To our knowledge, Ceratobasidium species have never been previously reported as a pathogen of watermelon anywhere in the United States. The disease was first observed on watermelon in May 2002 near Coolidge, AZ. The field was irrigated by sub-surface drip and had been minimally tilled after barley. In other occurrences in Eloy and Litchfield, AZ, the fields also were irrigated by sub-surface drip but were conventionally tilled and rotated from cotton or potatoes. Both pollinator and seedless varieties were symptomatic in affected fields. This disease has been observed sporadically in different locations over the past 10 years in Arizona, and its impact on yield is unknown. In most cases, plants either remained smaller but with no further symptom development or they recovered as temperatures increased in late May and early June. However severe losses were reported in Italy from genetically identical isolates, increasing concern about impact of the disease in Arizona. Because of the recent reports in Italy and confirmed incidences in major watermelon production areas in Arizona, this disease should be recognized as a potential problem in watermelon.

Literature Cited

1. Aiello, D., Vitale, A., Hyakumachi, M., and Polizzi, G. 2012. Molecular characterization and pathogenicity of binucleate Rhizoctonia AG-F associated to the watermelon vine decline in Italy. Eur. J. Plant Pathol. 134:161-165.

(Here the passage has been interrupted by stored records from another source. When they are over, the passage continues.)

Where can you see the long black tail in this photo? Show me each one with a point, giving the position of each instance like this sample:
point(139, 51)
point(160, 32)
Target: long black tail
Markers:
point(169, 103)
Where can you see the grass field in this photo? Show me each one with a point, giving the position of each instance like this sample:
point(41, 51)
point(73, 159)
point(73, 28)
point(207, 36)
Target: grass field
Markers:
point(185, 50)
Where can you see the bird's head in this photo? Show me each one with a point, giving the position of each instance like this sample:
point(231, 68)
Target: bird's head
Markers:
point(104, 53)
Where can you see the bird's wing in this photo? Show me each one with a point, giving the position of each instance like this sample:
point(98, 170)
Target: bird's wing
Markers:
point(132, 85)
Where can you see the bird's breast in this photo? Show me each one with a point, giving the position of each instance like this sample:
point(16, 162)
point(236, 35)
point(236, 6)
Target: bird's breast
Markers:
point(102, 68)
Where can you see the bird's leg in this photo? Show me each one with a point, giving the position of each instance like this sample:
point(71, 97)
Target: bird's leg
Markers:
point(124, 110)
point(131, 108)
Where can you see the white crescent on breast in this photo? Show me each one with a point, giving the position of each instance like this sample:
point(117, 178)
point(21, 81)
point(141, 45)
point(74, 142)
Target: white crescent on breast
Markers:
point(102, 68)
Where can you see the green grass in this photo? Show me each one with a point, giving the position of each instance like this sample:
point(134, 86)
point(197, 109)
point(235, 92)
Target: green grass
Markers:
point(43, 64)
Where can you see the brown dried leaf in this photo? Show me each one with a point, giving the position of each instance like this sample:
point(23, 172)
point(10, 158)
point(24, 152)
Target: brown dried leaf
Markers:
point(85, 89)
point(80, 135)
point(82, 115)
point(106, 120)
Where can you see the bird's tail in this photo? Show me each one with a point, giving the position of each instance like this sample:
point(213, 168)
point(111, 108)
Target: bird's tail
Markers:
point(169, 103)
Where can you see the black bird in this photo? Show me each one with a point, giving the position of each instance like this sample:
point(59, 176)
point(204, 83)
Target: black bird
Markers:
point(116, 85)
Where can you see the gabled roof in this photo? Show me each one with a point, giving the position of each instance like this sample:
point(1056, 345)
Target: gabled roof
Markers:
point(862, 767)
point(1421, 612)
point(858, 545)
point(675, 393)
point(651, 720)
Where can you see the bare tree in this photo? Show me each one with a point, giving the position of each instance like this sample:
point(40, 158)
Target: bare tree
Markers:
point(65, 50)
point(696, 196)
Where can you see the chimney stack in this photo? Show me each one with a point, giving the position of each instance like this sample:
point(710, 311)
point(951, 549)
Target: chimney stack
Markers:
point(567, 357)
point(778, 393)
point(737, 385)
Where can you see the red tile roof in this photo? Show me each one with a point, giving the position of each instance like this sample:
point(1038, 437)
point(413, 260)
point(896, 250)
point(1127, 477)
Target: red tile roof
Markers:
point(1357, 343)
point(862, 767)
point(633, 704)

2. Bandoni, R. J. 1979. Safranin O as a rapid stain for fungi. Mycologia 71:873-874.

3. Sharon, M., Freeman, S., Kuminaga, S. and Sneh, B. 2007. Genetic diversity, anastomosis groups and virulence of Rhizoctonia spp. from strawberry. Eur. J. Plant Pathol. 117:247-265.

4. White, T. J., Bruns, T., Lee, S., and Taylor, J. 1990. Amplification and direct sequencing of fungal ribosomal RNA genes for phylogenetics. Pages 315-322 in: PCR Protocols: A Guide to Methods and Applications. M. A. Innis, D. H. Gelfand, J. J. Sninsky, and T. J. White, eds. Academic Press, San Diego, CA.